In 2006, Lee won the Oscar for Best Director for Brokeback Mountain, arguably the company’s crowning achievement. ­Success did not make Schamus part of the ­Establishment, however. At the London Film Festival in 2009, he gave an “anti-­keynote” presentation in which he deconstructed part of the heavily redacted Homeland Security file on his wife, Nancy Kricor­ian, a novelist and member of the antiwar activist group CodePink: Women for Peace.

Schamus’s iconoclasm earned him the respect of the actors and directors he worked with, some of whom took the news of his departure particularly hard. “Schamus’s only liability may have been good taste,” Sean Penn told The Hollywood Reporter. But his firing also had a familiar ring. The last five years had seen at least as many art-house-film companies folded up or folded into their major-studio parents. In 2008, Time Warner shuttered its Picturehouse and Warner Independent Pictures labels and closed down New Line Cinema’s New York offices. That same year, Paramount consolidated its Vantage division, and in December 2010, five years after Disney parted ways with Harvey and Bob Weinstein, the entertainment giant sold the much-downsized company that the brothers had founded, Miramax, to an investment group called Filmyard Holdings, which has done disappointingly little with the company.

The calculus that supported Schamus’s choices no longer made sense to executives. As Sleepless in Seattle producer Lynda Obst wrote in her recent book, Sleepless in Hollywood: Tales From the New Abnormal in the Movie Business, the collapse of the DVD market as well as the rise of video games, cable, and Netflix have cut into studio profit margins. That contraction also led to a movie market that, Obst observes, increasingly consists of “tentpoles” and “tadpoles”: The former are movies with nine-figure budgets, special effects, and numbers in their titles, like Fast & Furious 6. The latter are films like Beasts of the Southern Wild, which cost less than $2 million to make and gathered heat and distributors through the festival circuit.

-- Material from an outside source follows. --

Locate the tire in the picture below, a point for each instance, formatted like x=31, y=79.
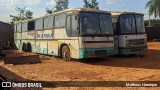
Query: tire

Schamus’s Focus had built its enviable track record by making smart movies in the space between the tentpoles and the tadpoles, but that position has become unstable territory. “There’s no business model for a truly autonomous art-house-film company within a studio operation,” Hope says. “It’s no longer good enough for a specialized division just to make its money back, as Focus did. It now has to make its money back and be a profit center.” In 2012, Focus Features had its first year in the red.

With Peter Schlessel at the helm, the new Focus will likely rely less on auteur-driven, Oscar-friendly movies and focus more on the financial sweet spot where independent film intersects with populist tastes. Schlessel’s FilmDistrict is known for its genre productions, smart, stylish—and violent—films, including Looper, Drive, and, in November, Spike Lee’s anticipated adaptation of Chan-wook Park’s Oldboy. But the company’s biggest success has been its Insidious franchise, the first of which, according to Box Office Mojo, was made for $1.5 million and grossed more than $97 million worldwide.

As for the future of those art-middlebrow pictures that were Focus’s specialty, filmmakers say opportunities are still out there, albeit with smaller budgets and less of a shot at theatrical distribution. “There’s more financing money in the marketplace for smart films than I’ve ever seen,” says the indie-film lawyer John Sloss. Specialty distributors are emerging to fill the void and taking the kind of risks for which Schamus was celebrated. “There will be more Beasts of the Southern Wild and Fruitvale Station than ever before,” says Hope, but without the backing of major studios, it will be harder to find them. “We’ll have to do more sifting, more panning for gold.”

*This article appears in the October 28, 2013 issue of New York Magazine.